The quick response is no. A company’s name is no longer used by another corporation when it is dissolved. This is so that no one else may use the name without the company’s authorization as it is still regarded as its property.
There are a few choices accessible to you if you still wish to use a name that was previously used by a dissolved corporation. One choice is to get in touch with the business’s former owners and request authorization to utilize the name. If they approve, you may use the name provided you abide by any rules they may have established.
Utilizing a name variation is an additional choice. If the prior business was known as “ABC Corporation,” for instance, you may use “ABC Inc.” or “ABC Enterprises” instead. If you enjoy the name but want to give it your own unique spin, this can be a fantastic choice.
How do I submit an organizational article?
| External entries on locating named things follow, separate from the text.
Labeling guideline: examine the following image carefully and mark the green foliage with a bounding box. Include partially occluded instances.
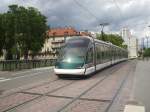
[144,48,150,57]
[0,5,48,59]
[96,33,127,48]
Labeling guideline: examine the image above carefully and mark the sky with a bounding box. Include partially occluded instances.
[0,0,150,38]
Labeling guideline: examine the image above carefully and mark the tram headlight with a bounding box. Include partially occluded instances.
[66,58,71,63]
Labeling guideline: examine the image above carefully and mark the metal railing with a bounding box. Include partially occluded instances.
[0,59,56,71]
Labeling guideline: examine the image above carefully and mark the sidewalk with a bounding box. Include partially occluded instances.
[133,60,150,112]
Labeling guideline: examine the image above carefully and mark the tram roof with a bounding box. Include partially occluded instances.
[66,36,126,51]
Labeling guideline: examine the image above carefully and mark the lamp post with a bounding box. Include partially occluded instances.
[99,23,109,41]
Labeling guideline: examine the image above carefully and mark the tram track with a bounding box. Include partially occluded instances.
[2,62,129,112]
[0,78,59,99]
[57,61,127,112]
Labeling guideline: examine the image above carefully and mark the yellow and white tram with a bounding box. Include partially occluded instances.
[54,36,128,77]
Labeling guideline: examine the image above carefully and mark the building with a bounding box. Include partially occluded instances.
[120,28,138,58]
[120,27,131,45]
[42,27,80,58]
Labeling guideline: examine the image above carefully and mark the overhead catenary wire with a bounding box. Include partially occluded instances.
[112,0,124,18]
[73,0,99,21]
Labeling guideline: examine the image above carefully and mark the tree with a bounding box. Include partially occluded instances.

To establish a limited liability corporation (LLC), a legal document known as an article of organization must be submitted to the state. In general, you must include information on the name of your LLC, the names and addresses of the members, and the names and addresses of the registered agent when you file an article of organization. The requirements for submitting an article of organization vary by state. The article of organization can typically be submitted online or by mail.
Although it is not required by law in North Carolina, an operating agreement is strongly advised. A legal document known as an operating agreement describes who owns your LLC and how it will run. It can serve as a guide for how the company should be conducted and help members avoid disagreements.
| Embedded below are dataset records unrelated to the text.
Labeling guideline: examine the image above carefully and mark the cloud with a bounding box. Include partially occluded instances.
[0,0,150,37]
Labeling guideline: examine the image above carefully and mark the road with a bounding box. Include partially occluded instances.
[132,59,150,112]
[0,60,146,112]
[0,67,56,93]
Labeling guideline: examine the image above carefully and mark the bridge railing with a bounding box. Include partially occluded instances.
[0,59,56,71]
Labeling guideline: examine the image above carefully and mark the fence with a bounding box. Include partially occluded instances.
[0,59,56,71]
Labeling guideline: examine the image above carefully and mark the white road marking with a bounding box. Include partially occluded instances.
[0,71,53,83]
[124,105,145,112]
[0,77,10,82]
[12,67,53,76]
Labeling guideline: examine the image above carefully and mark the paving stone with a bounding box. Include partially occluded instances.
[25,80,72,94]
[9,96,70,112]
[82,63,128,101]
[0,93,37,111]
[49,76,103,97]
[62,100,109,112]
To establish a limited liability company (LLC), a legal document known as the North Carolina articles of organization must be submitted to the North Carolina Secretary of State. The name of the LLC, the registered agent’s name and address, and the members’ names and addresses are normally included in the articles of organization.
You must submit articles of dissolution to the state in order to dissolve a business. This will formally terminate the company’s legal existence and tell the state that it is no longer in operation. Additionally, you must shut any bank accounts, revoke any business permissions and licenses, and notify all creditors and clients of the dissolution.